We designed an AI Brand Alignment tool to help our buyers get an objective opinion about how well a specific domain aligns with - and will therefore support - their brand vision. This allows users to determine how well the brand names they are interested in fit their specific goals.
Tools like this can be useful when buyers aren't completely sure about a purchase. Particularly with larger purchases the advice of a "virtual consultant" can reassure them they're making a good choice both for now and looking to the future, nudging them from interested to purchasing. The AI Brand Alignment tool also offers suggestions that may be more suitable for a brand if there's not a match between the domain a user is interested in and their brand vision, so it's never a dead end with the potential to lose customers at the last hurdle.
Dynamic pricing isn't new: the most basic economic principles determine that prices have always fluctuated based on demand. AI, however, enables real-time dynamic pricing that optimizes revenue for ecommerce brands. AI is now capable of analyzing thousands of data points, including market demand, customer behavior and external factors including political events and social media trends. The result is exceptionally flexible pricing models, such as that which allows Amazon prices to change every ten minutes. Pricing has never been this dynamic, and we're still grappling with the ethical implications. Personalized pricing, sometimes less generously called surveillance pricing, boosts profits by 19% relative to optimized uniform pricing, but the Federal Trade Commission (FTC) recently launched an investigation into the practices of some companies, including Mastercard and Chase.
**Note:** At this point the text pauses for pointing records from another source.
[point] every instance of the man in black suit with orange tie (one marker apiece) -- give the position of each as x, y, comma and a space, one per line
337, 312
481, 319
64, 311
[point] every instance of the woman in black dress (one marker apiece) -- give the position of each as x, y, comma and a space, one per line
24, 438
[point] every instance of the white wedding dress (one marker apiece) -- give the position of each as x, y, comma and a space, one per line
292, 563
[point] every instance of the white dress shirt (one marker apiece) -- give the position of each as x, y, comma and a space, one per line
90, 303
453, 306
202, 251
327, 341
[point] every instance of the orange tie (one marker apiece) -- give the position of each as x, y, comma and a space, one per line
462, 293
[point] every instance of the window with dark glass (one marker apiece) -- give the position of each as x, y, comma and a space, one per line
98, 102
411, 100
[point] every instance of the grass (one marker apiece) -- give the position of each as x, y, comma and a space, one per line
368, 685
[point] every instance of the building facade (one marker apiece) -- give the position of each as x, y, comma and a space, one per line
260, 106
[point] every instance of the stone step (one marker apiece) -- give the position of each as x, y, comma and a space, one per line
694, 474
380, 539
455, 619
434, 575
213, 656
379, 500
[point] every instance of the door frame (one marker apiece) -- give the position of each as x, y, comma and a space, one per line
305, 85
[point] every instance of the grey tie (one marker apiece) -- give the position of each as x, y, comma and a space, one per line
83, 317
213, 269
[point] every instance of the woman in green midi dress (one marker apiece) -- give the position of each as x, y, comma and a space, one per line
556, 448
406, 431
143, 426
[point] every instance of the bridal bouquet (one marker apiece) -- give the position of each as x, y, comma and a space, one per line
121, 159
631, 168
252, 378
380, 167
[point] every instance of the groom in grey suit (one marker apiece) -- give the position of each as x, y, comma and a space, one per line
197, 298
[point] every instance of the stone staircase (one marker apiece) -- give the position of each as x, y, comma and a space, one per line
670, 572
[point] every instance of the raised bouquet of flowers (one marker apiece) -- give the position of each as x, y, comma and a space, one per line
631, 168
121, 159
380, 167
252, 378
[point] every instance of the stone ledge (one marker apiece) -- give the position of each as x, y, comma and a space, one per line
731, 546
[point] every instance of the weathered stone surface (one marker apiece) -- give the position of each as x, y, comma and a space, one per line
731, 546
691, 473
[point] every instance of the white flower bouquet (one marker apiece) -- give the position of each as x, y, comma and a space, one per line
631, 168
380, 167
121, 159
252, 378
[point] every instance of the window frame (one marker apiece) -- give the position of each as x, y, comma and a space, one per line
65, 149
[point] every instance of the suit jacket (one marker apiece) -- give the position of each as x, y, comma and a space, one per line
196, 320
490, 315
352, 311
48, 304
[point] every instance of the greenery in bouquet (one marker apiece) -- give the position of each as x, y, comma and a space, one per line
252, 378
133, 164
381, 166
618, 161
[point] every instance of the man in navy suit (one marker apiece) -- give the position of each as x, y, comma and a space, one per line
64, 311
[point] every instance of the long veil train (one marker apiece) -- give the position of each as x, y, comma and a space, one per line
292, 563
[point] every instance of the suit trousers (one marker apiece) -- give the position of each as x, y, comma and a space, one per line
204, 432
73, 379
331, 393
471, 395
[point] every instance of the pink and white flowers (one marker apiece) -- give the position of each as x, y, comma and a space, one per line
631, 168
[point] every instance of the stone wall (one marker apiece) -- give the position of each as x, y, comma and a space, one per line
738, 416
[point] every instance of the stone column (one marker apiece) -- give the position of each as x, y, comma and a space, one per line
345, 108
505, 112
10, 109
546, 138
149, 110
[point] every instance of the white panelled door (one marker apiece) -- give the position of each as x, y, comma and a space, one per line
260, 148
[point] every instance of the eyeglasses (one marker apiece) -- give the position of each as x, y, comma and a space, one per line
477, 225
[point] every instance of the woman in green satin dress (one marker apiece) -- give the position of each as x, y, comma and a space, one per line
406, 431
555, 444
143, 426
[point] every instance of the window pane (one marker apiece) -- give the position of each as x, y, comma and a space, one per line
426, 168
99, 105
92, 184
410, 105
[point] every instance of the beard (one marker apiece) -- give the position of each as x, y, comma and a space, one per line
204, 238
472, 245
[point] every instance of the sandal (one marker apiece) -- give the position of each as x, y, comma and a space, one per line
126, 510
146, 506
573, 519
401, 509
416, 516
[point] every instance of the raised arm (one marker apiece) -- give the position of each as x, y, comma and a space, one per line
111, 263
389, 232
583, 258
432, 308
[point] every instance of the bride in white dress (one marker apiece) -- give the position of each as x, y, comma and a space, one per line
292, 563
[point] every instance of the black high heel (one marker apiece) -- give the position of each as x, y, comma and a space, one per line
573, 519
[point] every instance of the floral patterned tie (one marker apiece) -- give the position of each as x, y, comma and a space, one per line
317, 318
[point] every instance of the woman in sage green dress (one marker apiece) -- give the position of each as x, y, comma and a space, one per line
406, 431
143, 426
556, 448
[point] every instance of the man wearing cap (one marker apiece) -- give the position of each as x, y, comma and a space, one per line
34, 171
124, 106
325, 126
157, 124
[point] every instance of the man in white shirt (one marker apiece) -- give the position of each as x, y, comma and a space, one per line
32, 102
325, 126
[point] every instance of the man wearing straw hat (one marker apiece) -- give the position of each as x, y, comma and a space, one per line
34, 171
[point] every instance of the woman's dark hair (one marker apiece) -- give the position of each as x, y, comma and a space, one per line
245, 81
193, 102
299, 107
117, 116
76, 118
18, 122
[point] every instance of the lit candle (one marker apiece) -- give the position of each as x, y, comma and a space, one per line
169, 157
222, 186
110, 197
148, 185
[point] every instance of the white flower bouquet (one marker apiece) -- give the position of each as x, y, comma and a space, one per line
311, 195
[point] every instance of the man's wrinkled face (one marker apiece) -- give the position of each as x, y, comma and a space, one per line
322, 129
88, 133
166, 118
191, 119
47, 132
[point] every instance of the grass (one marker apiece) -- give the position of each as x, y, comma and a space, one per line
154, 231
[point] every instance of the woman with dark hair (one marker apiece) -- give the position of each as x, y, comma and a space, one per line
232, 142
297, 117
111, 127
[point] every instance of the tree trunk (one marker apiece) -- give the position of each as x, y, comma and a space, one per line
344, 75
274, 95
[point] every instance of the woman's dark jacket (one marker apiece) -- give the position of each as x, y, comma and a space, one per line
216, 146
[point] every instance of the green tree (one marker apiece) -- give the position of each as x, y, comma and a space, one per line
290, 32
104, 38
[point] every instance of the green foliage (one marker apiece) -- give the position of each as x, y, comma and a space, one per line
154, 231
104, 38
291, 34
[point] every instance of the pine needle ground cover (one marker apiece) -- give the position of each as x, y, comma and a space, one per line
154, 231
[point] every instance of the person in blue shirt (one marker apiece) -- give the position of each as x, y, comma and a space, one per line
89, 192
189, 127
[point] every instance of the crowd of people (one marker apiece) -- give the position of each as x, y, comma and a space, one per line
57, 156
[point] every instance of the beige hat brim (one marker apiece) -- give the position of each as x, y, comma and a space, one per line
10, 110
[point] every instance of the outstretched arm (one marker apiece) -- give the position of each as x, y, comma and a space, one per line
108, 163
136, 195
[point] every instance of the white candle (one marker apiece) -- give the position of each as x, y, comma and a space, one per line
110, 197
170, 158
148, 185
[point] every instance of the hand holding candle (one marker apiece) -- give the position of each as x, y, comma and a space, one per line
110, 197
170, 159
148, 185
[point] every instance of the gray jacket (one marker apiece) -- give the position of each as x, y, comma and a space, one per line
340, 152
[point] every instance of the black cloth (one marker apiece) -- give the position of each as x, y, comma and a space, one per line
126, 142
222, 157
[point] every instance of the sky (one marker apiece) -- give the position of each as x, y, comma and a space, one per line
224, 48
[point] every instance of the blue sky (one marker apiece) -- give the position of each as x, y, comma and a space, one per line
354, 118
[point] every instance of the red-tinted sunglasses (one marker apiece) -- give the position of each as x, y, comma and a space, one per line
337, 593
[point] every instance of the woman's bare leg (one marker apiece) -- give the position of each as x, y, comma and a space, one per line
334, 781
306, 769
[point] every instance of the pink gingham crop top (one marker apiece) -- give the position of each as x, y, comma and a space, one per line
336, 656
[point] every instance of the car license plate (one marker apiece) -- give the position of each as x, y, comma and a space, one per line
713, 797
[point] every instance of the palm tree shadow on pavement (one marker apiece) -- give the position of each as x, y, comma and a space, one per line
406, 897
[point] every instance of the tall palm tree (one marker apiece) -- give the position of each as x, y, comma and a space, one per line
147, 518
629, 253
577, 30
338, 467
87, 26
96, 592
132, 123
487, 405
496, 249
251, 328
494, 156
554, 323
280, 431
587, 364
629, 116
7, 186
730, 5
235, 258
Despite some controversy, dynamic pricing based on sophisticated AI algorithms can be a win-win for consumers and brands, as it improves inventory management and (when used well) leads to fairer prices based on economic principles.
From demand generation to personalized pricing, the ability of artificial intelligence to gather and analyze data leads to its most powerful uses. AI can also monitor sources of information such as social media, and interpret this data to build a complete picture of what consumers are saying about your brand.
This includes metrics such as brand awareness and aggregated consumer sentiment. Importantly, the data that AI gathers isn't simply quantitative, but qualitative too: it can identify, for example, why customers choose you over a competitor or vice versa.
Cross-channel sentiment analysis with AI gives you real-time data and deeper insights into brand performance, allowing you to make accurate branding and marketing decisions.
As powerful as AI seems today, its impact on business is in its infancy. I recommend paying attention to beta releases of AI tools as well as keeping an eye on how your competitors are implementing it so you stay current on the applications and limitations of AI.
AI will only become more powerful in the coming months and years, but that doesn't mean you should wait to begin using it where it makes sense. Startups should begin building their AI infrastructure now to be ready to leverage each and every relevant technological advance. Working with AI now not only means you'll understand how to use what works, but also that you'll know what to ignore because it doesn't fit your needs. At this point in the growth of AI, exploring how it can be applied well to your business model is key.